Illegal miners inside a mine security fence.

ONE interesting development to come out of the latest illegal mining disaster in which miners – ‘zama-zamas’ – were killed at Langlaaate near Johannesburg has been the suggestion by Cosatu that the South African government decriminalise the activity.

“It is now obvious that focusing on criminalisation of the independent small scale mining, where there are millions of unemployed people desperately looking for jobs is not the solution,” it said.

“The federation is calling on the Chamber of Mines and Government to explore the possibility of legalising and regulating the small scale mining as a way of minimising dangers and also removing the criminal elements that send some of these desperate people underground,” it added.

Cosatu’s notion is far from hare-brained. The Chamber of Mines has raised this notion too. “It is unlikely that these miners can be absorbed into the work force, instead they could create small scale businesses which could create employment and benefit communities,” it said in a report in February. The fiscus could also benefit, it added.

According to the International Council for Mining and Metals (ICMM), there are examples where private sector co-operation with the informal sector has worked such as in the Democratic Republic of Congo’s copper fields in which Ruashi Mining, a company once operated by Metorex, a Johannesburg listed firm before it was bought out, worked with the artisanal miners near its mine.

What’s required, however, is a mind shift on the part of both sides, and the government.
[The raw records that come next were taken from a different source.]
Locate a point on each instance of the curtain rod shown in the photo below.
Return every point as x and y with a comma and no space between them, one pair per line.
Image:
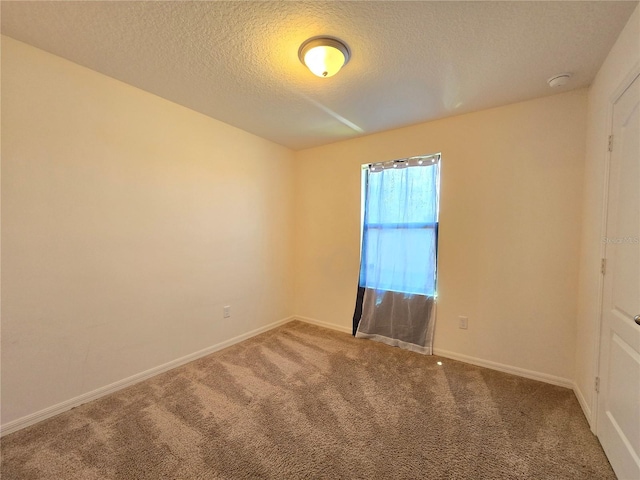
417,160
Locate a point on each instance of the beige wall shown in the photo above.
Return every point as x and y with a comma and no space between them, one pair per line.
509,232
623,59
127,223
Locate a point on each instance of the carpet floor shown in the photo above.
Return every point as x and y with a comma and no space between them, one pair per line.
301,402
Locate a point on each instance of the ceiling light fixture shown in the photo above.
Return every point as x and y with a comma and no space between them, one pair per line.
324,56
559,80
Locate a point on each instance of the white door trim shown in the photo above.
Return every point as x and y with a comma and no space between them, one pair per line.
613,98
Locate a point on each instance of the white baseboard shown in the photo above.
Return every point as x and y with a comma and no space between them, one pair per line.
521,372
586,409
319,323
48,412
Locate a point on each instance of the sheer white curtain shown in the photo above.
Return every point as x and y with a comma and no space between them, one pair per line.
399,253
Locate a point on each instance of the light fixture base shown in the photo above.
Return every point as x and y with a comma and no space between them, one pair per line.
559,80
329,43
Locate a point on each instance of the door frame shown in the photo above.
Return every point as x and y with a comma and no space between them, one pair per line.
622,87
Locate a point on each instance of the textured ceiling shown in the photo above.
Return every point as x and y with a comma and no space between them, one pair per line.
411,61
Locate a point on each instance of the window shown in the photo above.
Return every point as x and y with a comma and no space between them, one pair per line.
400,225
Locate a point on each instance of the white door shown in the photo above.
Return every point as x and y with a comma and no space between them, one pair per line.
618,423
The ICMM said in a report that legislation has to be amended to allow for the issue of small scale mining permits while mining firms would have to invest in the community involved in mining by providing micro-finance and improving the safety culture. For their part, artisanal miners would be required to work in cooperatives.
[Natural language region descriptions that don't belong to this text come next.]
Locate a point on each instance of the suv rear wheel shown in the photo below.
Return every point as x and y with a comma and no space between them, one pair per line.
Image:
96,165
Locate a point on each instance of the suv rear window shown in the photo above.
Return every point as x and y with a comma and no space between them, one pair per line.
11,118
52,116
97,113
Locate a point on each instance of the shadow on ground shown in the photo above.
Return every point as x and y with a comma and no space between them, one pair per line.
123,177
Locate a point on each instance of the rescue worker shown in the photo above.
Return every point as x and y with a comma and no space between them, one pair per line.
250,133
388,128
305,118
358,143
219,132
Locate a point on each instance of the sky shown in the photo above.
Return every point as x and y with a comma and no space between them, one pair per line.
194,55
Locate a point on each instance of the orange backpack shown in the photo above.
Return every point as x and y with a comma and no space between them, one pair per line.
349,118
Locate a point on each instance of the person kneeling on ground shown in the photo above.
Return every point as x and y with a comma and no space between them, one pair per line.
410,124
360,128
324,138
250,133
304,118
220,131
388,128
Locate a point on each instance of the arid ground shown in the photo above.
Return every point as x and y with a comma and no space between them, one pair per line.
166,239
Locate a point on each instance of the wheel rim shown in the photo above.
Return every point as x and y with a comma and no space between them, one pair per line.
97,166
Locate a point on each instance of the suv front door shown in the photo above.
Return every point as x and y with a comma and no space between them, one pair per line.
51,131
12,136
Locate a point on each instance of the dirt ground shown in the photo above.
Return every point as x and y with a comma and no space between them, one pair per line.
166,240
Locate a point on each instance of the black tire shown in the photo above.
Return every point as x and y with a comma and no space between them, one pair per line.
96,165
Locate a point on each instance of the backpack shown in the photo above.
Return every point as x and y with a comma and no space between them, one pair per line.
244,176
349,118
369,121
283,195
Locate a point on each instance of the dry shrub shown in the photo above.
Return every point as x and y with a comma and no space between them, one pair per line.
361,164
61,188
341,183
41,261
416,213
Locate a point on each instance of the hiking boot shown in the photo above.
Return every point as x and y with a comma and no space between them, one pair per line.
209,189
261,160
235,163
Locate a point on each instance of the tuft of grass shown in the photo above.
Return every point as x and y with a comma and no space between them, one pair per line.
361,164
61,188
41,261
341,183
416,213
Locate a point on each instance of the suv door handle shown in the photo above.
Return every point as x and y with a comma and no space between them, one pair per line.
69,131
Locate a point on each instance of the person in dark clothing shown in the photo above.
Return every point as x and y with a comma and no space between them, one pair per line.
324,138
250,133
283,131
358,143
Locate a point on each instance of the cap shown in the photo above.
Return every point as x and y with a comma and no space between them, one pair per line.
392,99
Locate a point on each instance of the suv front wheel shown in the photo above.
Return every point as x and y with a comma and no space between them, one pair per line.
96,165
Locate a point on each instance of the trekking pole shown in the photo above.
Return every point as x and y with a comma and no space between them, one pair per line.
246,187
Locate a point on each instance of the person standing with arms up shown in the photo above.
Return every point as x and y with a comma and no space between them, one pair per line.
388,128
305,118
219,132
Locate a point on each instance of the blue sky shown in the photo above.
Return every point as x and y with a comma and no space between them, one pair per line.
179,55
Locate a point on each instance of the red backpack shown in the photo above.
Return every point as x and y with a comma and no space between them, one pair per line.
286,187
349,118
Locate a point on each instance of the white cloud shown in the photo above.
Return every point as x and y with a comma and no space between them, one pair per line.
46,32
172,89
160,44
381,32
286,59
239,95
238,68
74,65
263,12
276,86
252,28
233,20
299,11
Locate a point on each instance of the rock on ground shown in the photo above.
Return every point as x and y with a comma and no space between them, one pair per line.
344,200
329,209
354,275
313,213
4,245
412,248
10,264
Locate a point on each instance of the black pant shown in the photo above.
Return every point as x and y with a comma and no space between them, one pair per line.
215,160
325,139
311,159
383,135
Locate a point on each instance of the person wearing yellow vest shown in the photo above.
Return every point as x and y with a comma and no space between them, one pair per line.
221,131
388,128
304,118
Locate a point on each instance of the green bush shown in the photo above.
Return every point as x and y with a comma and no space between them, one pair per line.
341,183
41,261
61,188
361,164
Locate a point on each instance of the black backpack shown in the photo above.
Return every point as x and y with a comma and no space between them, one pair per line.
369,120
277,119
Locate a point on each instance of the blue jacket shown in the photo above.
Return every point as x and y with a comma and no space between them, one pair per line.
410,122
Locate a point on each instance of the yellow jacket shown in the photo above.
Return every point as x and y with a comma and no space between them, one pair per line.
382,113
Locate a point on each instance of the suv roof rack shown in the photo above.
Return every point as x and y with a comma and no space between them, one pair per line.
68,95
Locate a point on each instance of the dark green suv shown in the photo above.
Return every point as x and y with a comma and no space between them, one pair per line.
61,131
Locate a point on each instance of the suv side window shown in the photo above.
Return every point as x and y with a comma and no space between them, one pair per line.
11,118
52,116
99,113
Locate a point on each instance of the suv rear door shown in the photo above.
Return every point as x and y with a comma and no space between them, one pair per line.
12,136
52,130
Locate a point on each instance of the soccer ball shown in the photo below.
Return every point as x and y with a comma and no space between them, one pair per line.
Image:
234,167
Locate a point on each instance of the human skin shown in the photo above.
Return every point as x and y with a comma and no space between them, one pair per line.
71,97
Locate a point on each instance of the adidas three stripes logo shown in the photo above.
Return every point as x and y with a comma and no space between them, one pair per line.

The benefits extend to improving the fatality rate which is estimated to be 90 times worse than in the large scale mining sector. The environment is also assisted as illegal small scale miners are infamous for using mercury in amalgam – the agent in a process through which gold is extracted from ore.

Cooperation with small scale mining also helps with the safe rehabilitation of mined-out resources provided the artisanal miners are informed early enough of mining company decisions whilst exploration is also assisted, claims the ICMM.
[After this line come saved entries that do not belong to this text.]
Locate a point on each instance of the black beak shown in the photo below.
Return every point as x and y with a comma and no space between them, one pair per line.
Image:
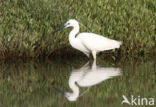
59,91
59,29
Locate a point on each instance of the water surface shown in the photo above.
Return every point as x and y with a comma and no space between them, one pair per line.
74,82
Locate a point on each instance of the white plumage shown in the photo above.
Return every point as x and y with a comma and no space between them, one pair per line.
89,42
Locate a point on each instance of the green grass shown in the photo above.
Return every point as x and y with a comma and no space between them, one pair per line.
25,25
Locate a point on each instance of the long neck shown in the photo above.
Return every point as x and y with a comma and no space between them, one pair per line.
73,33
74,88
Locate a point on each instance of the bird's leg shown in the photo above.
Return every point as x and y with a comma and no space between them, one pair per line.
94,55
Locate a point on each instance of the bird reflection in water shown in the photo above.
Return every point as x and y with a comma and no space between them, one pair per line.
88,76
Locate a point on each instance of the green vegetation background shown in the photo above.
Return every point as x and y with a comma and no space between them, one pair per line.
25,25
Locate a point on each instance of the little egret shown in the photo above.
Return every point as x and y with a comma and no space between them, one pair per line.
88,42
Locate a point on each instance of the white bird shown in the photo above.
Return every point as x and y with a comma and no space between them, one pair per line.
88,42
87,77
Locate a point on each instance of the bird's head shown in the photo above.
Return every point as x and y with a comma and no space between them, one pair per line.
70,23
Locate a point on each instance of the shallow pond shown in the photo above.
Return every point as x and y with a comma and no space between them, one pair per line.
66,82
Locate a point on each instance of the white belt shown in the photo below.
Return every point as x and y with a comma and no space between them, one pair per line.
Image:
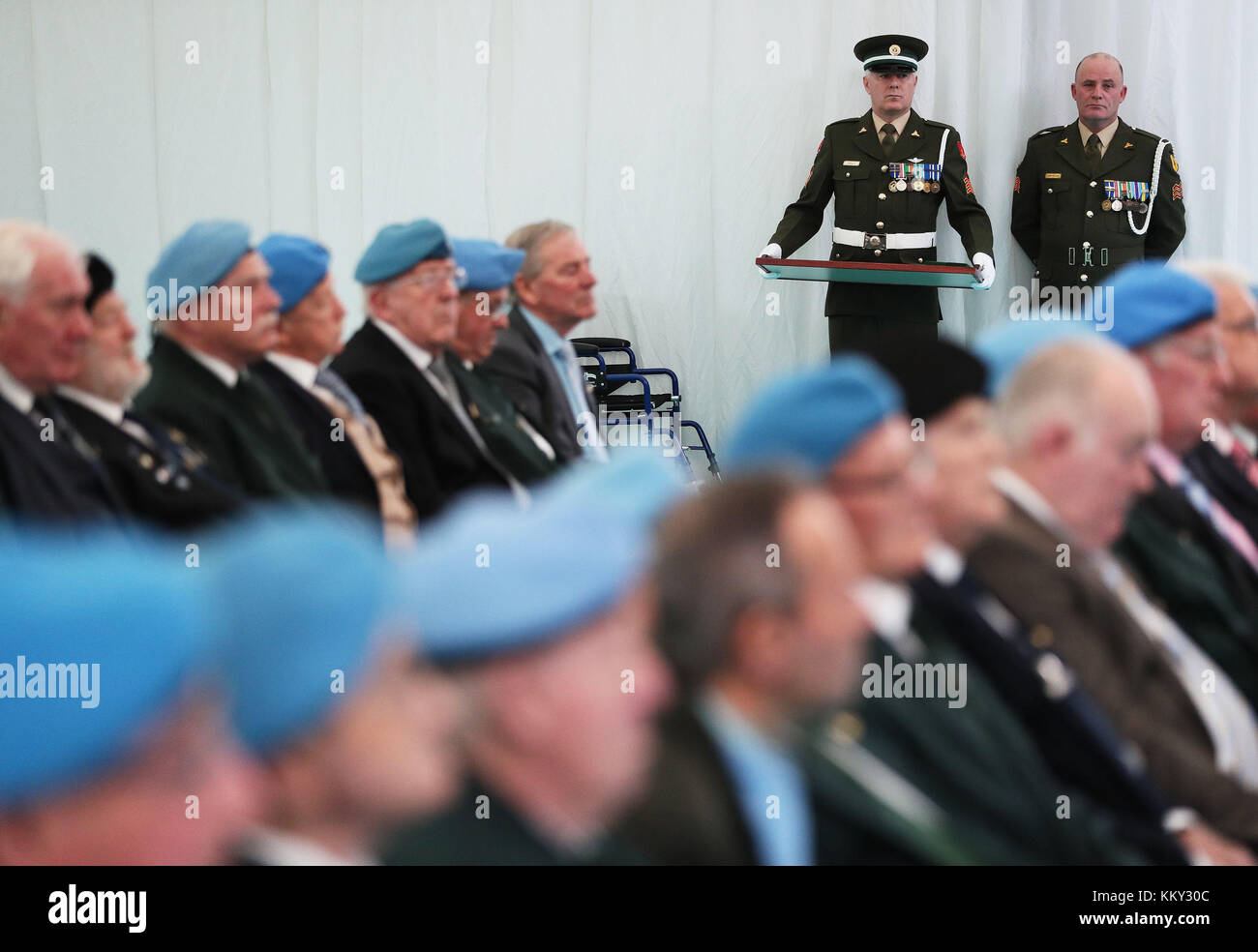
913,239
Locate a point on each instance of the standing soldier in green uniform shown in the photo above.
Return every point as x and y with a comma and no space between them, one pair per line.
1095,193
888,171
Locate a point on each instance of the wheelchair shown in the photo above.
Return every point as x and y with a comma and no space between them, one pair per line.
624,391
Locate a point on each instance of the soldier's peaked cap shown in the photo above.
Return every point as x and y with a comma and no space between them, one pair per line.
891,51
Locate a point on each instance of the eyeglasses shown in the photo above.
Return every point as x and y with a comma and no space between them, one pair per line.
432,280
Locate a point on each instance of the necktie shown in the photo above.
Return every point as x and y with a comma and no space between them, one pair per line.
1093,150
334,382
591,445
888,137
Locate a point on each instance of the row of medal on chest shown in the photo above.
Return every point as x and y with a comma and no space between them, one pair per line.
925,176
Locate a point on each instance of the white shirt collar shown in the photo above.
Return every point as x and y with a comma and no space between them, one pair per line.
944,562
418,355
885,604
297,368
108,409
221,369
285,849
16,394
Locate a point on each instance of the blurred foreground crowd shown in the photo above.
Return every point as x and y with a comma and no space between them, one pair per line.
948,607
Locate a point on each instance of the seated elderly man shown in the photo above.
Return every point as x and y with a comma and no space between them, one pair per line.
951,774
1078,416
944,395
214,314
482,315
565,736
533,361
760,628
351,730
1224,464
46,472
1183,544
394,364
116,751
162,477
338,431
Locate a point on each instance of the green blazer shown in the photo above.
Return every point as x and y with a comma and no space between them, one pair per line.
502,427
244,431
980,767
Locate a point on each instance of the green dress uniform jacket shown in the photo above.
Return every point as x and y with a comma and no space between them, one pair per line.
1058,215
852,167
979,764
244,431
504,431
460,838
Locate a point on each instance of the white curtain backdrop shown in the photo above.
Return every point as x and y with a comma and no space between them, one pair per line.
671,134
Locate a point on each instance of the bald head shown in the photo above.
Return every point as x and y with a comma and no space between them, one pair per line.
1237,326
1077,419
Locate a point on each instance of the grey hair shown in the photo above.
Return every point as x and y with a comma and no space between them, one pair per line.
1097,55
20,244
1063,381
711,567
529,239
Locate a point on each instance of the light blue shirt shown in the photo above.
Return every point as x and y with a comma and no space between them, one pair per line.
781,829
564,359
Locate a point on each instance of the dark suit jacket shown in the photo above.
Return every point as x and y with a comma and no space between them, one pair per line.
521,366
1074,734
438,458
339,460
166,483
46,479
1116,662
1198,578
501,424
691,814
243,431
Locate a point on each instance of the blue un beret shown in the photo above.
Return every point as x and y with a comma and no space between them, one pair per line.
134,609
489,578
297,264
196,259
809,419
1152,301
302,595
489,264
399,248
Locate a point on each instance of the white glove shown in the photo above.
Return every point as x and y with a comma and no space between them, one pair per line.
986,269
771,251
It might be along these lines that AngloGold Ashanti is able to resolve its own influx of artisanal mining at its Obuasi gold mine in Ghana where thousands from the local population have invaded its high grade shaft, currently on care and maintenance whilst it sets about a restructure.

In South Africa, the distribution of artisanal mining is not as significant.

According to the ICMM, there are about 5,000 to 50,000 illegal miners operating in the country; not a very exact number perhaps underpinning one of the problems with the issue, but much less than in Zimbabwe where up to 500,000 illegal miners are known to operate, especially its diamond resources. Still, the problem is a socially troubling one.

The Chamber of Mines estimates that about 70% of all arrested illegal miners are also illegal immigrants feeding a five-tier system which has the impoverished miner operating at the bottom of the chain and unwitting, offshore metal refining companies at the top. The other three tiers consist of local and regional buyers of metals and other criminal elements participating in an industry that generates R6bn in revenue a year.

But is it as simple as forming joint ventures with zama-zamas critics say, who add that business can’t get involved with illegal activity?

A lot of so-called ‘artisanal’ mining in South Africa is in deep underground mines which require significant recapitalisation in ventilation and security in order to make them mining-ready again, assuming they are even worth mining in the first place.